The author of the English Humourists of the Eighteenth Century, coming to the humourists of the nineteenth, would have found, as is true preeminently of Thackeray himself, the springs of pity in them deepened by the deeper subjectivity, the intenser and closer living with itself, which is characteristic of the temper of the later generation; and therewith, the mirth also, from the amalgam of which with pity humour proceeds, has become, in Charles Dickens, for example, freer and more boisterous.
To this more high-pitched feeling, since predominant in our literature, the writings of Charles Lamb, whose life occupies the last quarter of the eighteenth century and the first quarter of the nineteenth, are a transition; and such union of grave, of terrible even, with gay, we may note in the circumstances of his life, as reflected thence into his work. We catch the aroma of a singular, homely sweetness about his first years, spent on Thames’ side, amid the red bricks and terraced gardens, with their rich historical memories of old-fashioned legal London. Just above the poorer class, deprived, as he says, of the “sweet food of academic institution,” he is fortunate enough to be reared in the classical languages at an ancient school, where he becomes the companion of Coleridge, as at a later period he was his enthusiastic disciple. So far, the years go by with less than the usual share of boyish difficulties; protected, one fancies, seeing what he was afterwards, by some attraction of temper in the quaint child, small and delicate, with a certain Jewish expression in his clear, brown complexion, eyes not precisely of the same colour, and a slow walk adding to the staidness of his figure; and whose infirmity of speech, increased by agitation, is partly engaging.
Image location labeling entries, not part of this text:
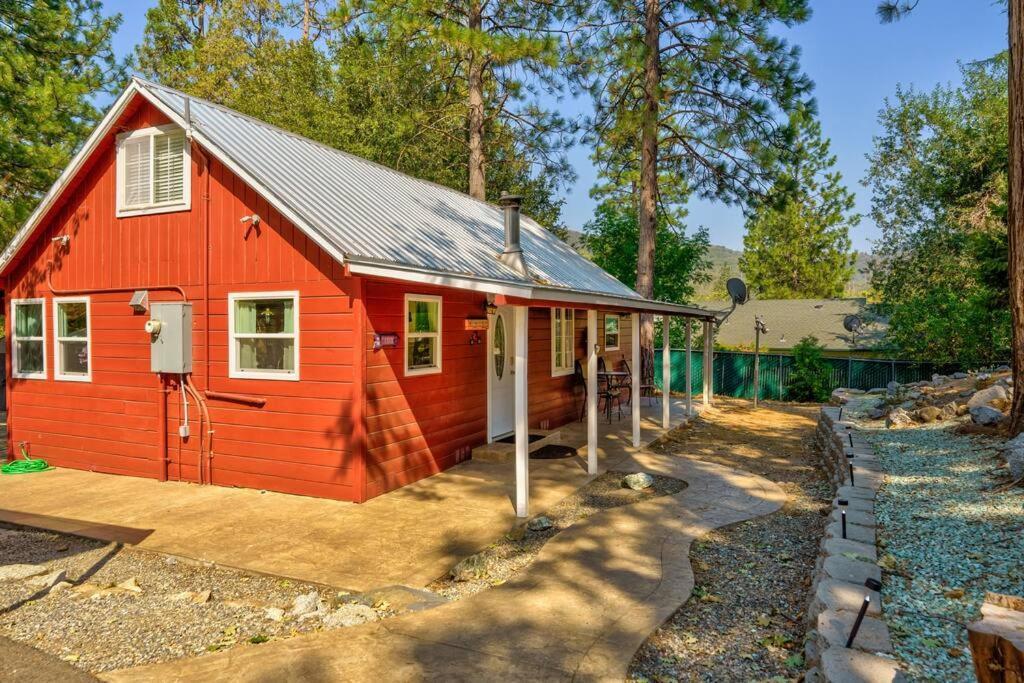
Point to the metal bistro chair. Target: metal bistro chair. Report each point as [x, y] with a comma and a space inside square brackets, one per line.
[608, 395]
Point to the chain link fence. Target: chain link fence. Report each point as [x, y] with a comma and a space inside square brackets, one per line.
[733, 374]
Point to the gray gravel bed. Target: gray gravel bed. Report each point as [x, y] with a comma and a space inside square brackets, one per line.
[511, 553]
[102, 630]
[944, 540]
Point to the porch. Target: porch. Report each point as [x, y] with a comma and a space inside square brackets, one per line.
[409, 537]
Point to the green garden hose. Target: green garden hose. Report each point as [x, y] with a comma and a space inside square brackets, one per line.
[25, 466]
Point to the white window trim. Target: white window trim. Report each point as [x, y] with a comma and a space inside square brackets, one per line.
[619, 333]
[13, 343]
[58, 373]
[232, 370]
[415, 372]
[152, 208]
[568, 315]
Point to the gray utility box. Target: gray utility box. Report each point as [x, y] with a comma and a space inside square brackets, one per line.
[170, 336]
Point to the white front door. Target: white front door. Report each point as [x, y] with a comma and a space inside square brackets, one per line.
[502, 363]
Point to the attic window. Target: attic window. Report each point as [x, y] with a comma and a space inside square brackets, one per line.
[153, 171]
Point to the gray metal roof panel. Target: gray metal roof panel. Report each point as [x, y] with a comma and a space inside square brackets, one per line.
[369, 211]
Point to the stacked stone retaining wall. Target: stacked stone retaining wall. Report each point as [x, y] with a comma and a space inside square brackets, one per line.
[845, 564]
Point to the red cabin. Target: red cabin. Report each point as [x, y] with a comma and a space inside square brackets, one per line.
[339, 329]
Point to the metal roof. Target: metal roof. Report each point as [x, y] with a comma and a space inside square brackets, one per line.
[373, 213]
[367, 214]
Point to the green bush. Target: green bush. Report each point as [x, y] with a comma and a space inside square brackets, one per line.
[809, 378]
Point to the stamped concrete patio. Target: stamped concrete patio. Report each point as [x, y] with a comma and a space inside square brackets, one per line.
[409, 537]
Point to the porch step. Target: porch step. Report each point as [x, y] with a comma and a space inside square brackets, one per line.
[498, 452]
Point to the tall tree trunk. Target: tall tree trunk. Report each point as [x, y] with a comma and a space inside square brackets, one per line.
[648, 165]
[1015, 218]
[474, 123]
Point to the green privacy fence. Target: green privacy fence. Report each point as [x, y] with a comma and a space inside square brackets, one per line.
[733, 374]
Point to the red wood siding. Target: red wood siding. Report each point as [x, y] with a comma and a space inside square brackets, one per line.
[420, 425]
[304, 440]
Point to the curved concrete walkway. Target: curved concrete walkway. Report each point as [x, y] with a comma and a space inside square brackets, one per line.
[580, 611]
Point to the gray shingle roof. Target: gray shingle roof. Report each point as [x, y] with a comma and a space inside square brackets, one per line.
[372, 213]
[788, 321]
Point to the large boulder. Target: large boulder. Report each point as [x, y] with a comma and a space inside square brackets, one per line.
[898, 418]
[986, 416]
[986, 396]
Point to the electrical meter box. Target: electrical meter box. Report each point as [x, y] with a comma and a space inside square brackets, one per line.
[170, 336]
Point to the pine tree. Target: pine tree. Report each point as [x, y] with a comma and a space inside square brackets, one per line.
[688, 90]
[54, 57]
[798, 244]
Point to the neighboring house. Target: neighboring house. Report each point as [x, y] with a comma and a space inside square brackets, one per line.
[788, 321]
[349, 329]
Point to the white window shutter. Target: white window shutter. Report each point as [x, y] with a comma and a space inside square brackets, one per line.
[168, 168]
[136, 171]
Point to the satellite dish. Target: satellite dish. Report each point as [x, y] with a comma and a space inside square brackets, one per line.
[737, 291]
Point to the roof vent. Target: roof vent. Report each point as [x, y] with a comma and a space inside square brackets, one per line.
[512, 256]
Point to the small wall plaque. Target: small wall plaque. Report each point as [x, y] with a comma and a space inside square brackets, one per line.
[385, 340]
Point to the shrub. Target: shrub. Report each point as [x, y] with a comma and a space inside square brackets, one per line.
[809, 378]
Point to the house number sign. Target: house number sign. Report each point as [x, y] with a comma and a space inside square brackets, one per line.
[385, 340]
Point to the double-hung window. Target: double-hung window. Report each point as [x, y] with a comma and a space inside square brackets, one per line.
[153, 171]
[610, 332]
[423, 334]
[29, 332]
[562, 348]
[264, 335]
[71, 339]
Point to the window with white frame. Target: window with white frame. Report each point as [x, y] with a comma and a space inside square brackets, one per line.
[423, 334]
[29, 337]
[264, 335]
[153, 171]
[562, 351]
[610, 332]
[71, 339]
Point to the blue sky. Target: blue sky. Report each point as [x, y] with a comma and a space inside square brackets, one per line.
[854, 60]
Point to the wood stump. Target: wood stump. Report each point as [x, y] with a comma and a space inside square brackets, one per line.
[997, 640]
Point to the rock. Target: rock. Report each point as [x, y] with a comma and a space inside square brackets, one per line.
[305, 603]
[471, 568]
[540, 523]
[986, 396]
[18, 571]
[130, 585]
[983, 415]
[898, 418]
[349, 614]
[48, 581]
[638, 480]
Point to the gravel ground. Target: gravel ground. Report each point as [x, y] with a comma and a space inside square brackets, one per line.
[745, 619]
[99, 628]
[511, 553]
[944, 540]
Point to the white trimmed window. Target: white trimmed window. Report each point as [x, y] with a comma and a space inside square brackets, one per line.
[153, 171]
[610, 332]
[71, 339]
[264, 335]
[423, 334]
[562, 351]
[29, 343]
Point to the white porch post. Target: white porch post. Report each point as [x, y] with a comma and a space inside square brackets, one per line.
[689, 366]
[709, 364]
[635, 389]
[591, 391]
[521, 414]
[666, 373]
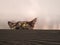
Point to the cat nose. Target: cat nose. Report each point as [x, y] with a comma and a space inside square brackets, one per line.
[17, 27]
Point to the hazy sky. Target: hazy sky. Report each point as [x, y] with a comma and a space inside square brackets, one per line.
[47, 12]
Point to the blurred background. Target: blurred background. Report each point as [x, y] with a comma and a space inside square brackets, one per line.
[46, 11]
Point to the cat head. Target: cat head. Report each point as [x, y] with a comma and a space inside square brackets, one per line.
[22, 24]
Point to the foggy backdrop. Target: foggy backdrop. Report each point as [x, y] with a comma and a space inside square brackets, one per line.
[46, 11]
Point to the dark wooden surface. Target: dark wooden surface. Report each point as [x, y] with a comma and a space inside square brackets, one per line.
[29, 37]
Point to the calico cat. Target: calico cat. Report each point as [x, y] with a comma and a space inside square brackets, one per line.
[22, 24]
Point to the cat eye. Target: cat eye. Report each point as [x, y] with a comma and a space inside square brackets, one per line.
[24, 25]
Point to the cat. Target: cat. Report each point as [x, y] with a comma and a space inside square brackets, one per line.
[22, 24]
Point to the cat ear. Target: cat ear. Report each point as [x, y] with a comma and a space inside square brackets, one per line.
[10, 23]
[33, 22]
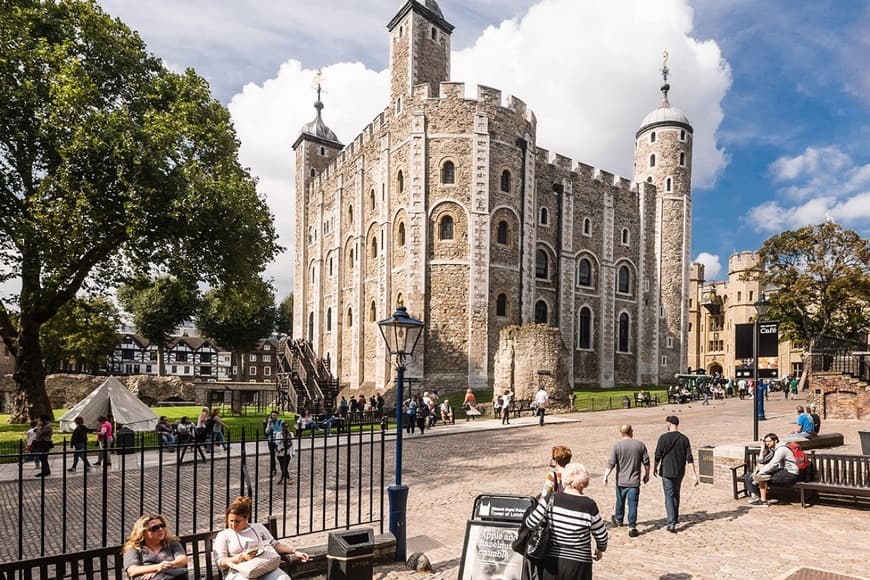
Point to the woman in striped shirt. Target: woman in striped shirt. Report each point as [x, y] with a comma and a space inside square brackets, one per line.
[574, 520]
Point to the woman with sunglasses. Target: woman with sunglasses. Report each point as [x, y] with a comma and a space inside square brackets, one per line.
[152, 552]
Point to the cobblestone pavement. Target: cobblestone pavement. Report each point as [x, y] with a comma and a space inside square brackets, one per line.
[718, 536]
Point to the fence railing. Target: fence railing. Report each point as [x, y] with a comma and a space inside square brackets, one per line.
[337, 481]
[841, 360]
And the cheerfulness of all this, of the mere aspect of Lamb’s quiet subsequent life also, might make the more superficial reader think of him as in himself something slight, and of his mirth as cheaply bought. Yet we know that beneath this blithe surface there was something of the fateful domestic horror, of the beautiful heroism and devotedness too, of old Greek tragedy. His sister Mary, ten years his senior, in a sudden paroxysm of madness, caused the death of her mother, and was brought to trial for what an overstrained justice might have construed as the greatest of crimes. She was released on the brother’s pledging himself to watch over her; and to this sister, from the age of twenty-one, Charles Lamb sacrificed himself, “seeking thenceforth,” says his earliest biographer, “no connexion which could interfere with her supremacy in his affections, or impair his ability to sustain and comfort her.” The “feverish, romantic tie of love,” he cast away in exchange for the “charities of home.” Only, from time to time, the madness returned, affecting him too, once; and we see the brother and sister voluntarily yielding to restraint. In estimating the humour of Elia, we must no more forget the strong undercurrent of this great misfortune and pity, than one could forget it in his actual story. So he becomes the best critic, almost the discoverer, of Webster, a dramatist of genius so sombre, so heavily coloured, so macabre. Rosamund Grey, written in his twenty-third year, a story with something bitter and exaggerated, an almost insane fixedness of gloom perceptible in it, strikes clearly this note in his work.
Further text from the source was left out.